«Promuovere il diritto al piacere, difendere la centralità del cibo e il suo giusto valore»: questa la mission di Slow Food. È sulla base di tale obbiettivo che la condotta locale Slow Food Magna Grecia Metapontum inaugura una rubrica settimanale, un viaggio tra il cibo, la tradizione e la cultura lucana, seguendo il filo rosso della nostra storia.
Nel decimo appuntamento: il Paddaccio, il formaggio dimenticato del Parco Nazionale del Pollino.
LA STORIA
Siamo nel Parco Nazionale del Pollino, la più grande area protetta italiana a cavallo tra Basilicata e Calabria, sito patrimonio mondiale dal 2015. È qui, alle falde del massiccio montuoso, in particolare tra i comuni di Rotonda, Viggianello e Terranova di Pollino, in provincia di Potenza, che nasce il Padraccio, formaggio ovicaprino più conosciuto con il termine dialettale “Paddaccio”, nome direttamente legato alla forma sferica o ovoidale del latticino, “a padda“, a palla, appunto.
Questo formaggio fresco a pasta molle, che figura tra l’altro tra le tante eccellenze lucane inserite nell’Arca del Gusto Slow Food, era anticamente utilizzato dai pastori come merce di scambio: per ricambiare un favore ricevuto, avviare una pratica o, più semplicemente come dono.

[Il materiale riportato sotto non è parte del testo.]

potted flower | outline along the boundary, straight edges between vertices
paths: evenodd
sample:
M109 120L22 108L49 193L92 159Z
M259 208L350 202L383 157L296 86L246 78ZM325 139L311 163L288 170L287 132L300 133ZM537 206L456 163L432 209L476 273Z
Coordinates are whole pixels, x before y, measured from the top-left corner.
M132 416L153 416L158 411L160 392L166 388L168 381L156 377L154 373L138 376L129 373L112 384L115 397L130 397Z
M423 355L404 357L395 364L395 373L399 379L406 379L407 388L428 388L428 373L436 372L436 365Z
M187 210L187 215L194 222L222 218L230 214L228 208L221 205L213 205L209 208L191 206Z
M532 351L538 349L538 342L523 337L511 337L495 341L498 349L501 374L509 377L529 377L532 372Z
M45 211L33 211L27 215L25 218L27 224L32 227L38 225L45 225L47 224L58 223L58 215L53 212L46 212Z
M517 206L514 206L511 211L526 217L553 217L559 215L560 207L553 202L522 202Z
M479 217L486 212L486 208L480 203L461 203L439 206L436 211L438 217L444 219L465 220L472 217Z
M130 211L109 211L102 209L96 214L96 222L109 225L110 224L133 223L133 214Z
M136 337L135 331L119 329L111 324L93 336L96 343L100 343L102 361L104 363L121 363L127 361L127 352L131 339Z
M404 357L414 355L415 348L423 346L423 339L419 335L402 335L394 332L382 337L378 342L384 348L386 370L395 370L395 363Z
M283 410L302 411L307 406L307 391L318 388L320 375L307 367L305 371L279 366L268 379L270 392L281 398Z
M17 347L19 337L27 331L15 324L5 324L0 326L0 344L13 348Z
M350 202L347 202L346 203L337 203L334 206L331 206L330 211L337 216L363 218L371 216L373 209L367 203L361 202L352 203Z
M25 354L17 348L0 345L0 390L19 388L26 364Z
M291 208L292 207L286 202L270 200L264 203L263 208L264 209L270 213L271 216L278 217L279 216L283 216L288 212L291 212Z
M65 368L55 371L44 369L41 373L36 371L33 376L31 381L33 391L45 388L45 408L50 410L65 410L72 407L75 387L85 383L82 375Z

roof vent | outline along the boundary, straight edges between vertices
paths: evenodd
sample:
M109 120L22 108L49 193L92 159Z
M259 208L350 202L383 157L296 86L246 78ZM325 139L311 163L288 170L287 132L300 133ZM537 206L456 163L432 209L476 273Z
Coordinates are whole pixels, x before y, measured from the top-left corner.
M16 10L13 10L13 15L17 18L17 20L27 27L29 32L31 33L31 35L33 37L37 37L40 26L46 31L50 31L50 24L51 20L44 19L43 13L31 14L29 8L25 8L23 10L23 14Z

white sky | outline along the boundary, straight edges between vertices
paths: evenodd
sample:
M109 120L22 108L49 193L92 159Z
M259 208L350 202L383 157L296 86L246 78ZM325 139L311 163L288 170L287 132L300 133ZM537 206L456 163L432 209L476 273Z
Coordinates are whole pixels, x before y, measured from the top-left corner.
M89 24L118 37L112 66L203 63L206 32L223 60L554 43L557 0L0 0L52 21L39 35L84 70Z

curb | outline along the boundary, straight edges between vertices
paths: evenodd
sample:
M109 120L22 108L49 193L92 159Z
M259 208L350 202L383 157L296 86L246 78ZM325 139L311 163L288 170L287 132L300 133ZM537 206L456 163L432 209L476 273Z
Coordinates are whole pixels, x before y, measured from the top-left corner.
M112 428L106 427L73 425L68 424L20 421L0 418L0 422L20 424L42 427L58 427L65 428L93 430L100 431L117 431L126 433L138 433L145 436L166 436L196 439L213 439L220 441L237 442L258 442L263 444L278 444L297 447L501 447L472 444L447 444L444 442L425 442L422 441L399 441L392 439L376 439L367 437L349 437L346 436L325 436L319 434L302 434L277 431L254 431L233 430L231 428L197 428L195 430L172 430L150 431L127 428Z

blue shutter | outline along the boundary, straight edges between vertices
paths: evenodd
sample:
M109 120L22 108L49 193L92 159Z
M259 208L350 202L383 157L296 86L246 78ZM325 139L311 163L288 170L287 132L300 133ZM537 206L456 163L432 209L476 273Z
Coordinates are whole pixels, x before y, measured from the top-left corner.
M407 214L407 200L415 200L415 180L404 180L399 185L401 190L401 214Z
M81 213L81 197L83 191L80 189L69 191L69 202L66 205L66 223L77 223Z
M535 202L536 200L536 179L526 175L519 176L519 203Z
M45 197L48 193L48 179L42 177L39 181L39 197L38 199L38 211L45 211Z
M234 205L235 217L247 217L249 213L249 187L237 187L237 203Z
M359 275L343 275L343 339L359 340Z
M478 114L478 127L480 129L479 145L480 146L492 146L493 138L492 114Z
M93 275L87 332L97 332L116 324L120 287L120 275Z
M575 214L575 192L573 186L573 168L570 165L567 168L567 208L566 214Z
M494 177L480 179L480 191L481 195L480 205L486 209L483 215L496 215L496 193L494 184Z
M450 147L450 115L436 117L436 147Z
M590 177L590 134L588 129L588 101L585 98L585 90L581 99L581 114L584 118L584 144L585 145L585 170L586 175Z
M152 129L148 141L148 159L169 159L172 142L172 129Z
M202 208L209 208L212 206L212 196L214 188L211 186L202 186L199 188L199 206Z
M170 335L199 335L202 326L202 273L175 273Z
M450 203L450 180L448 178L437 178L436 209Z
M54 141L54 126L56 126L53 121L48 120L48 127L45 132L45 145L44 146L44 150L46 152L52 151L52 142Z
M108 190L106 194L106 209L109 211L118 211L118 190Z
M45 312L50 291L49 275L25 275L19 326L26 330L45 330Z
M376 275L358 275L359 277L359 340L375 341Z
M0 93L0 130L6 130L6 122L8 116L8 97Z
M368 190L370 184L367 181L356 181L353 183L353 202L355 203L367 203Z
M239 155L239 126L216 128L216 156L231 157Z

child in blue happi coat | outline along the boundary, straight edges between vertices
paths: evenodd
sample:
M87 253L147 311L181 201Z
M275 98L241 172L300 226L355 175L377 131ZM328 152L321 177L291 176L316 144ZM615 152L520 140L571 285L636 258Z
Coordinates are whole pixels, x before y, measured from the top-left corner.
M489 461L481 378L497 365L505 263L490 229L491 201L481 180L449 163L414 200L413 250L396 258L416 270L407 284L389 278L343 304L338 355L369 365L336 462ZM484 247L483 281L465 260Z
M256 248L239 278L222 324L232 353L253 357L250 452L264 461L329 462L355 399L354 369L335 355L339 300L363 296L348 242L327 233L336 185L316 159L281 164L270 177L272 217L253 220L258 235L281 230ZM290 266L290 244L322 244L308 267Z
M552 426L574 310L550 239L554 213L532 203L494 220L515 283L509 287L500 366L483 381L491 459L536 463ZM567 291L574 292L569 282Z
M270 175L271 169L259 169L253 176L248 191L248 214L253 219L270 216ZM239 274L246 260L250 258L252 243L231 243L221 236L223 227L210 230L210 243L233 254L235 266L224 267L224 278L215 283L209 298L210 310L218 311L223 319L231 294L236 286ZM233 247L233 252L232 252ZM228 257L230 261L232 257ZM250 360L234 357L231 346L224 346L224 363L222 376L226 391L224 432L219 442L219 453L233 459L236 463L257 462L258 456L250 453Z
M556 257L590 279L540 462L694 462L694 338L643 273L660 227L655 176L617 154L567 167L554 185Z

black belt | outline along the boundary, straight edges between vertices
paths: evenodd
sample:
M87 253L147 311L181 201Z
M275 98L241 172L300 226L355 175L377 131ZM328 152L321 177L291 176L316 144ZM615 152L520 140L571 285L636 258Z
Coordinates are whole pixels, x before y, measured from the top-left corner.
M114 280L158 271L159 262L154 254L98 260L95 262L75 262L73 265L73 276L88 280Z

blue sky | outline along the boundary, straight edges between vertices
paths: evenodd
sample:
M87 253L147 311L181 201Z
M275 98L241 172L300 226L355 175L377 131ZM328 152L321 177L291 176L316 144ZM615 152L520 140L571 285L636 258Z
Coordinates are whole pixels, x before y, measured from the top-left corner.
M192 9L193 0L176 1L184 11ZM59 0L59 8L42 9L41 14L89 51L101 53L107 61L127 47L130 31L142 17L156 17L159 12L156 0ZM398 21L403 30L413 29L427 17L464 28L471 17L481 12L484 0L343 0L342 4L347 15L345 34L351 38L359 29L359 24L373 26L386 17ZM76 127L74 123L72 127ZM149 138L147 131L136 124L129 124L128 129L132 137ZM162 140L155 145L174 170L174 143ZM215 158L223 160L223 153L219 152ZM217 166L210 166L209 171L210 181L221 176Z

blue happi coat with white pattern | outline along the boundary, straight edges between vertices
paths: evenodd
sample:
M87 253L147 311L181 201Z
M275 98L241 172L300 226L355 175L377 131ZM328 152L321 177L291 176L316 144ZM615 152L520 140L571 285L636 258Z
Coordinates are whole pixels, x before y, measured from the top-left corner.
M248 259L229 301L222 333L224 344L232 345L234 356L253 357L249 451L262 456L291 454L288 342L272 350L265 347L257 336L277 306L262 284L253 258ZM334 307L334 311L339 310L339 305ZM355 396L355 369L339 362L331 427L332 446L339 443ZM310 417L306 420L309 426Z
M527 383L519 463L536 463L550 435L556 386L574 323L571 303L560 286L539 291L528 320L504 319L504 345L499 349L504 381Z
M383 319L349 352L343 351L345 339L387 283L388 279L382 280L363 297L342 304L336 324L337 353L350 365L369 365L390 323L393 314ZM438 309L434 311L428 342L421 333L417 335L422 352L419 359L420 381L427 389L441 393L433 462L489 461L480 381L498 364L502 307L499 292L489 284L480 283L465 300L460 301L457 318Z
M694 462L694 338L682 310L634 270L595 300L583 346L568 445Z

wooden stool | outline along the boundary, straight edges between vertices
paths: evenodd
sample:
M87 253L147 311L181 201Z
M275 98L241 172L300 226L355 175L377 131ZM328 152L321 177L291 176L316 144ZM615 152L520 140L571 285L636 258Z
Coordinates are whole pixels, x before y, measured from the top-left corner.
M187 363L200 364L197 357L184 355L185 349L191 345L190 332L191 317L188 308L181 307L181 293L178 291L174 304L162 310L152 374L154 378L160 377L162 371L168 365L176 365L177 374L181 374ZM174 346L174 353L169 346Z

Le metodiche di lavorazione consolidate nel tempo secondo le regole tradizionali, assieme al forte legame del prodotto stesso con il territorio e la sua storia, hanno portato al Paddaccio il riconoscimento del marchio PAT (Prodotti Agroalimentari Tradizionali): una produzione di nicchia riguardante un’area geografica limitata, caratterizzata inoltre da un’offerta tendenzialmente stagionale (il periodo di produzione di questo particolare formaggio si estende infatti per soli quattro mesi, da giugno a settembre) non hanno reso possibile il lancio del prodotto nei grandi circuiti di distribuzione, tanto che fuori dal territorio di produzione se ne ignora quasi l’esistenza, ma ne hanno preservato, al contempo, l’autentica qualità.
LA PRODUZIONE
Latte crudo di capre e pecore al pascolo, riscaldato in marmitte di rame stagnato su fuoco a legna, a una temperatura intorno ai 90°. Addizionato con caglio di capretto o agnello quando la temperatura scende intono ai 35°, e poi il breve riposo di circa una mezz’ora. Questo il processo iniziale che precede l’energica rottura della cagliata con un bastone di legno, detto ruotolo, fino ad ottenere dei granelli delle dimensioni di chicchi di riso. Quindi il trasferimento del formaggio in un cestino di vimini e le successive manipolazioni al fine di conferire la caratteristica forma ovoidale, il cui diametro varia dai 10 ai 25 cm, con un peso intorno ai 0,3-0,5 kg. Ne risulta un formaggio dal colore bianco avorio, tendente al grigio, senza crosta e con una leggera rugosità sulla superficie, dalla pasta estremamente morbida ed elastica, leggermente untuoso al tatto, cremoso e con piacevoli note acidule al gusto. Pronto al consumo subito dopo la salatura.
Proprio la freschezza, caratteristica principale del Paddaccio, e dunque la facile deperibilità, ne limita la produzione, rendendolo un prodotto destinato alla commercializzazione locale.
Può essere degustato da solo o con verdure di stagione assieme a del pane casereccio. Eventualmente accompagnato con del vino bianco.